New insights into the role of HNF-1β in kidney (patho)physiology

Abstract

Hepatocyte nuclear factor-1β (HNF-1β) is an essential transcription factor that regulates the development and function of epithelia in the kidney, liver, pancreas, and genitourinary tract. Humans who carry HNF1B mutations develop heterogeneous renal abnormalities, including multicystic dysplastic kidneys, glomerulocystic kidney disease, renal agenesis, renal hypoplasia, and renal interstitial fibrosis. In the embryonic kidney, HNF-1β is required for ureteric bud branching, initiation of nephrogenesis, and nephron segmentation. Ablation of mouse Hnf1b in nephron progenitors causes defective tubulogenesis, whereas later inactivation in elongating tubules leads to cyst formation due to downregulation of cystic disease genes, including Umod, Pkhd1, and Pkd2. In the adult kidney, HNF-1β controls the expression of genes required for intrarenal metabolism and solute transport by tubular epithelial cells. Tubular abnormalities observed in HNF-1β nephropathy include hyperuricemia with or without gout, hypokalemia, hypomagnesemia, and polyuria. Recent studies have identified novel post-transcriptional and post-translational regulatory mechanisms that control HNF-1β expression and activity, including the miRNA cluster miR17 ∼ 92 and the interacting proteins PCBD1 and zyxin. Further understanding of the molecular mechanisms upstream and downstream of HNF-1β may lead to the development of new therapeutic approaches in cystic kidney disease and other HNF1B-related renal diseases.

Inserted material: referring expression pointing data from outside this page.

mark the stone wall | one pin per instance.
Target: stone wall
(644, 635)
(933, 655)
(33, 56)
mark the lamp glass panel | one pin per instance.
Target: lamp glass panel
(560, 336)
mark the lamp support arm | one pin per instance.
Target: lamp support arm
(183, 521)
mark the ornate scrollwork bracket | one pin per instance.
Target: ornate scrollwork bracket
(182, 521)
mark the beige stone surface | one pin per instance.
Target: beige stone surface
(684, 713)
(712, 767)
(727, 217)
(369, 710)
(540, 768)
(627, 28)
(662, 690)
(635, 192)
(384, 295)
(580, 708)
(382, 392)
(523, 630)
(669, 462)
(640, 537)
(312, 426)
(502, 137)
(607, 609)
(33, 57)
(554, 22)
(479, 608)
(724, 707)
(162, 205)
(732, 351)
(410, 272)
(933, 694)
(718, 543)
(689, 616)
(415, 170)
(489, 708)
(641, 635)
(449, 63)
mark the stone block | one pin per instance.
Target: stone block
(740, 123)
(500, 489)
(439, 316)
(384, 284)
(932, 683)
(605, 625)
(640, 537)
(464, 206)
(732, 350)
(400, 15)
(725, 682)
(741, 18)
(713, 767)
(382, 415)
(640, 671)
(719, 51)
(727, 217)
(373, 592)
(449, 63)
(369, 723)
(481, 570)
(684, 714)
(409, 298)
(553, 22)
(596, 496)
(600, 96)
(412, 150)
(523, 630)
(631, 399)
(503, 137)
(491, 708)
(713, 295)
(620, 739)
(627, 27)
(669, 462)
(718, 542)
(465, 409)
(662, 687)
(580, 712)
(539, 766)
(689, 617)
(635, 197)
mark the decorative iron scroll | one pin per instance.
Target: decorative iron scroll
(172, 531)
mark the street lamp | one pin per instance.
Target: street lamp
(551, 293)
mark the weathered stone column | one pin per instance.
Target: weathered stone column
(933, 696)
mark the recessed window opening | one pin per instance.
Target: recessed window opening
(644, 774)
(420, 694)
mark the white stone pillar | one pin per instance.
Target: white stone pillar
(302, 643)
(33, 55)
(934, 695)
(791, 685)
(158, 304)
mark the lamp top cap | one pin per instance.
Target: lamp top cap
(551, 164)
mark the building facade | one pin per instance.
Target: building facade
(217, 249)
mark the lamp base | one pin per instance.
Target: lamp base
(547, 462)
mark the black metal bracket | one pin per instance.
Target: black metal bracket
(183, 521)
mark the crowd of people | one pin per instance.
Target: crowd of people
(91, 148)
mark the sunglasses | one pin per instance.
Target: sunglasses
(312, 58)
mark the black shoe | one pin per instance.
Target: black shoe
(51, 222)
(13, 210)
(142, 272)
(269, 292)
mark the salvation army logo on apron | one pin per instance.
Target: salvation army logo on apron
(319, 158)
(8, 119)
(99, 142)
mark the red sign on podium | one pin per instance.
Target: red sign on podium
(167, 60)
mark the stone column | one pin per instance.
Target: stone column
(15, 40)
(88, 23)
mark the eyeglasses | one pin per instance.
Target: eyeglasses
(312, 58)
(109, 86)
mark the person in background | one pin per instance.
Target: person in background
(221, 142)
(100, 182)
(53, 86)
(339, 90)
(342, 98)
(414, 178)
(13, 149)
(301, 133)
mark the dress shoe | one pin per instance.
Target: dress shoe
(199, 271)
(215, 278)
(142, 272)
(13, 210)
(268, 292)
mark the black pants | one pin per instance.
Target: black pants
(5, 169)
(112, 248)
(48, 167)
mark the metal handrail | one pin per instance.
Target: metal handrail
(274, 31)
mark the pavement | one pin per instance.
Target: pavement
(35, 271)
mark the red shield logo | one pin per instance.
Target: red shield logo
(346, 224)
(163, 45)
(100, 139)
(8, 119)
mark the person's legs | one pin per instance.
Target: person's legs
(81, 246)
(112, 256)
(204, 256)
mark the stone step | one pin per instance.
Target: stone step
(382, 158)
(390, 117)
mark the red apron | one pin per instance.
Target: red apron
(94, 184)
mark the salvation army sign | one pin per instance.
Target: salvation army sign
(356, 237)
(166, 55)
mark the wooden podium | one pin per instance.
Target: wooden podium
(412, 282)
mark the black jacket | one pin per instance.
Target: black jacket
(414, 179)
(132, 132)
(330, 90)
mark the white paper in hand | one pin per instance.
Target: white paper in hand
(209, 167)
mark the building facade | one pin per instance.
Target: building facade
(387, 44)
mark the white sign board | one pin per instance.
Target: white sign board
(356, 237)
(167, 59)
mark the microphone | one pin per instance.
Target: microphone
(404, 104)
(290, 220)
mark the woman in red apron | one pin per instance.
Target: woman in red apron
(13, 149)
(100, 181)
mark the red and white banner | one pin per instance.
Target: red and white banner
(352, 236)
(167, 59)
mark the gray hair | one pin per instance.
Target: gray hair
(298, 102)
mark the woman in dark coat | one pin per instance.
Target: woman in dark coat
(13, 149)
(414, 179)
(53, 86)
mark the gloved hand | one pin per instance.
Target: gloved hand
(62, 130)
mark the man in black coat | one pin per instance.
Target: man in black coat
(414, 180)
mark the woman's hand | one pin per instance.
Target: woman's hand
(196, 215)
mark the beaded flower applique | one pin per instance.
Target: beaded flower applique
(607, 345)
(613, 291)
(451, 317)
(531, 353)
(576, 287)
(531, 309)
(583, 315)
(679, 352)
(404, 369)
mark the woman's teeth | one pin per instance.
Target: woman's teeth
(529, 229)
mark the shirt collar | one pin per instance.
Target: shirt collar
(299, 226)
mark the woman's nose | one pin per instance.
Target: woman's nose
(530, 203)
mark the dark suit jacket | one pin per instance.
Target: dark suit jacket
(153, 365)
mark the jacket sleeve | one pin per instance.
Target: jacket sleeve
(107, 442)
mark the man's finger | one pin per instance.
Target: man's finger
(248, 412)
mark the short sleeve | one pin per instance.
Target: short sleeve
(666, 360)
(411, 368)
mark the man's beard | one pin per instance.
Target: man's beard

Keywords: Development; Hepatocyte nuclear factor-1β; Ion transport; Metabolism; Polycystic kidney disease.

Figure 1. HNF1-β is required for UB branching, initiation of nephrogenesis, and nephron segmentation

Schematic showing the major stages of kidney development. HNF1-β-expressing cells are depicted in light pink. At E10.5, the UB emerges from the WD upon signaling from the MM. Starting from E12.5, HNF1-β is essential for UB branching. In developing nephrons, HNF1-β is expressed in the distal region of RVs, in the distal CSB, in the distal to proximal SSB, but it is absent in the most proximal region that will form the glomerulus. By E17.5, HNF1-β is present in all tubular epithelial cells of the mature nephrons but not in the glomeruli. MM: metanephric mesenchyme; UB: ureteric bud; WD: Wolffian duct; RV: renal vesicle; CSB: comma-shaped bodies; SSB: S-shaped bodies; D: distal; I: intermediate; P: proximal; DCT: distal convoluted tubule; PT: proximal tubulw; TAL: thick ascending limb of Henle; CD: collecting duct.

Figure 2. HNF-1β regulates the expression of solute transporters along the nephron

Defects in ion homeostasis reported in patients with HNF1B mutations include hypomagnesemia, hypokalemia, hyperuricemia, and rarely Fanconi syndrome. Whereas HNF-1α is restricted to the PT, HNF-1β is expressed in all epithelial cells of the nephron. HNF-1β target genes in the mature kidney encode OAT1/3/4, URAT1, NPT1, collectrin, uromodulin, NKCC2, the γ subunit of Na⁺-K⁺-ATPase, and FXR. Refer to the text for detailed information. PT: proximal tubule; TAL: thick ascending limb of Henle; DCT: distal convoluted tubule; CD: collecting duct; HNF-1α/β: hepatocyte nuclear factor-1α/β; OAT1/3/4: organic anion transporter 1/3/4; NPT1: Na⁺-Pi cotransporter 1; URAT1: urate anion exchanger 1; OA⁻: organic anion; UA: uric acid/urate; ROMK: renal outer medullary K⁺ channel; NKCC2: Na⁺-K⁺-Cl⁻ transporter; CaSR: calcium-sensing receptor; TRPM6: transient receptor potential melastatin 6; FXR: farnesoid X nuclear receptor.

Figure 3. Schematic model of the molecular mechanisms involved in the regulation of HNF-1β expression and activity

Control of HNF1-β expression and activity in the cell nucleus can occur at multiple levels: 1) HNF1B gene transcription; 2) HNF1B mRNA stability; 3) HNF1-β dimerization and interaction with regulatory proteins. EGF: epidermal growth factor; EGFR: epidermal growth factor receptor; PCBD1: pterin-4 alpha-carbinolamine dehydratase; P: phosphorylation site.